Transfers of securities—Stamp Duty. No liability for United Kingdom stamp duty will arise on a transfer of, or an agreement to transfer, full legal and beneficial ownership of any securities, provided that the securities constitute “exempt loan capital.” Broadly, “exempt loan capital” is “loan capital” for the purposes of section 78(7) of the Finance Act 1986 which does not carry or (in the case of (ii), (iii) and (iv) below) has not at any time prior to the relevant transfer or agreement carried any of the following rights:

 

  (i) a right of conversion into shares or other securities, or to the acquisition of shares or other securities, including loan capital of the same description;

 

  (ii) a right to interest the amount of which exceeds a reasonable commercial return on the nominal amount of the capital;

 

  (iii) a right to interest the amount of which falls or has fallen to be determined to any extent by reference to the results of, or of any part of, a business or to the value of any property; or

 

  (iv) a right on repayment to an amount which exceeds the nominal amount of the capital and is not reasonably comparable with what is generally repayable (in respect of a similar nominal amount of capital) under the terms of issue of loan capital listed in the Official List of the FCA.

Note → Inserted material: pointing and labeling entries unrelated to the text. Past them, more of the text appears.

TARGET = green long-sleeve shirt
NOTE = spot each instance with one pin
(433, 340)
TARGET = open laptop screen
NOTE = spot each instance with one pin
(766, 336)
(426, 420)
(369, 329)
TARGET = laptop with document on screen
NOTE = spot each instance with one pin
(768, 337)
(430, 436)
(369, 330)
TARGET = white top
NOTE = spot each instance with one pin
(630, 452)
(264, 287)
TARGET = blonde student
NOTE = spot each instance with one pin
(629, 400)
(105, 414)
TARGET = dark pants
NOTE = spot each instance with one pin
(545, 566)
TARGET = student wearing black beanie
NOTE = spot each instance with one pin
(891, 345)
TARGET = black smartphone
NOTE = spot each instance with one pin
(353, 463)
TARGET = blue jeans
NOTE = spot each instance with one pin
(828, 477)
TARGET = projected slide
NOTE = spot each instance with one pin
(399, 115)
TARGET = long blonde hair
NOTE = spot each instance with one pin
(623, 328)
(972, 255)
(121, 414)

Even if a security does not constitute exempt loan capital (a “Non-Exempt Security”), no stamp duty will arise on transfer of the security if the security is held within a clearing system and the transfer is effected by electronic means, without executing any written transfer of, or written agreement to transfer, the security.

However, if a Non-Exempt Security is transferred by means of a written instrument, or a written agreement is entered into to transfer an interest in the security where such interest falls short of full legal and beneficial ownership of the security, the relevant instrument or agreement may be liable to stamp duty (at the rate of 0.5% of the consideration, rounded up if necessary to the nearest multiple of £5). If the relevant instrument or agreement is executed and retained outside the United Kingdom at all times, no stamp duty should, in practice, need to be paid on such document. However, in the event that the relevant document is executed in or brought into the United Kingdom for any purpose, then stamp duty may be payable. Interest may also be payable on the amount of such stamp duty, unless the document is duly stamped within 30 days after the day on which it was executed. Penalties for late stamping may also be payable on the stamping of such document (in addition to interest) unless the document is duly stamped within 30 days after the day on which it was executed or, if the instrument was executed outside the United Kingdom, within 30 days of it first being brought into the United Kingdom. However, no stamp duty will be payable on any such written transfer, or written agreement to transfer, if the amount or value of the consideration for the transfer is £1,000 or under, and the document contains a statement that the transfer does not form part of a larger transaction or series of transactions in respect of which the amount or value, or aggregate amount or value, of the consideration exceeds £1,000.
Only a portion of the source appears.